NiceXSL logo Contents Download Update-Site NiceXSL logo

NiceXSL Usage

NiceXSL provides a more friendly but fundamentally the same programming language as XSLT. You may therefore find it best to stick with XSLT until you are familiar with the basic XSLT constructs and XPath expressions, and can use standard text books as guides. Once you are becoming frustrated with the XML overhead, you are ready for NiceXSL.

You may migrate an existing XSLT script to NiceXSL by using the XSL2NiceXSL.xsl script. This produces reasonably formatted NiceXSL, but you may well be able to sharpen up some of the source text. The script should run with any XSLT 1.0 or 2.0 processor. The author has used it with Xalan and Saxon 7.

Once you have NiceXSL sources, you maintain them and translate them to XSLT in order to execute them.
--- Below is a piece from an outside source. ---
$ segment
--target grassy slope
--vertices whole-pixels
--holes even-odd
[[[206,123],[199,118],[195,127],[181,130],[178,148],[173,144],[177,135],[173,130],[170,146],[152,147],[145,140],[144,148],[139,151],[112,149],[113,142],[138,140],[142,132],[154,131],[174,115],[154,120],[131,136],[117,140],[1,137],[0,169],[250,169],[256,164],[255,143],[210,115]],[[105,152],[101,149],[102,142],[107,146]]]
You use an entry point in nicexsl.jar appropriate to your environment.

See Command Line Usage, ANT Usage or Eclipse Usage.

You may find a very brief example of NiceXSL in the Overview

The XSL2NiceXSL.xsl stylesheet that reverse engineers XSLT stylesheet into NiceXSL provides a much more substantial example. This code supports pretty printing with a variety of new-line, quote and special characters and so may provide some inspiration for those struggling with accurate text formatting. This stylesheet is generated from XSL2NiceXSL.nxsl.